YARN & MapReduce Flashcards
What is YARN?
Stands for “Yet Another Resource Manager”. It is a resource management layer in Hadoop. It enables you to manage resources and schedule jobs in Hadoop. You can use various data processing engines for batch, interactive and real-time processing of data stored in HDFS.
Explain YARN architecture
It has 3 main components:
ResourceManager: Allocates cluster resources using a Scheduler (allocates resources) and ApplicationManager (accepts jobs submissions)
NodeManager: Manages jobs or workflow in a specific node by creating and destroying containers in a cluster node.
ApplicationMaster: Manages the life-cycle of a job by directing the NodeManager to create or destroy a container for a job.
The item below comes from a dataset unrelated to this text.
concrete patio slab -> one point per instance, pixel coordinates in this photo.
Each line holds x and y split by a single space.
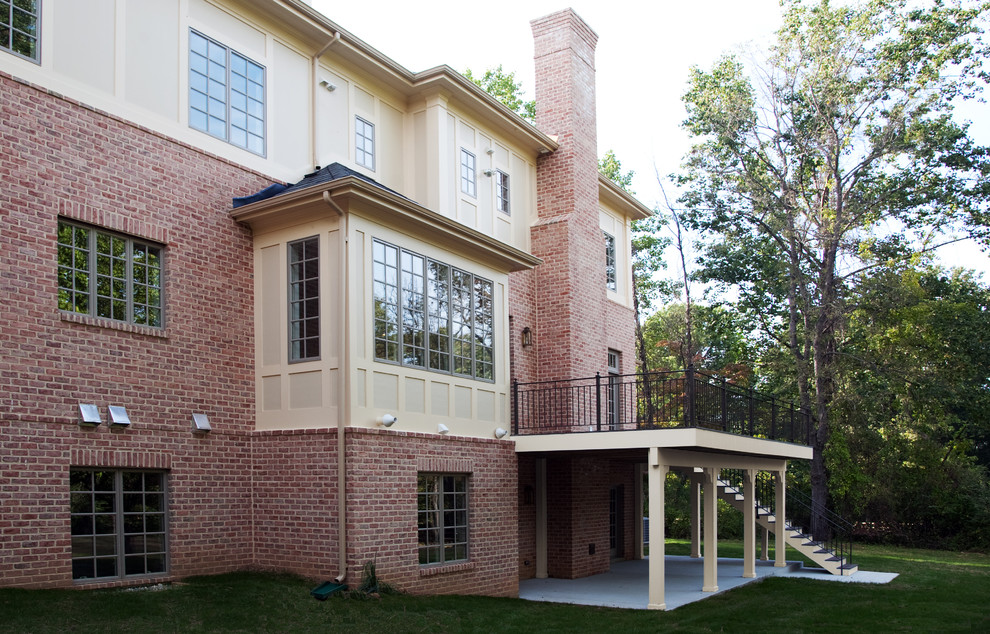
626 584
What are the YARN Schedulers?
FIFO Scheduler: Places application in queue and runs them in the order of submission (first in, first out)
Capacity Scheduler: Divides cluster capacity. It maintains a separate queue for small and larger jobs.
Fair Scheduler: Dynamically balances the resources into all accepted jobs.
What is MapReduce and why it’s important?
It is a distributed execution framework within the Hadoop ecosystem. It takes away the complexity of distributed programming by exposing two processing steps: Map and Reduce. In the Mapping step, data is split between parallel processing tasks. Transformation logic can be applied to each chunk of data. Once completed, the Reduce phase takes over to handle aggregating data from the Map set.
How MapReduce works?
Suppose you want to know how many times the words Cat and Dog appears in 1M documents.
Map
The Map phase will first split those documents into smaller blocks shared across all nodes in the cluster. Each block is then assigned to a mapper for processing. In this case the map function will count how many times those words appear in each block, and output a key/value pairs. For example in block #1, “CAT”: 5 and “DOG”: 6, where in block #2, “CAT”: 2 and “DOG”: 6
Shuffle
Sorts the keys so that all data belonging to one key is located on the same worker node.
Reduce
Combines all keys together and aggregates the values. So “CAT”: 7 and “DOG”: 12
What is spilling in MapReduce?
Process of copying the data from memory buffer to disk after a certain threshold is reached
What is the different between blocks, input splits and records?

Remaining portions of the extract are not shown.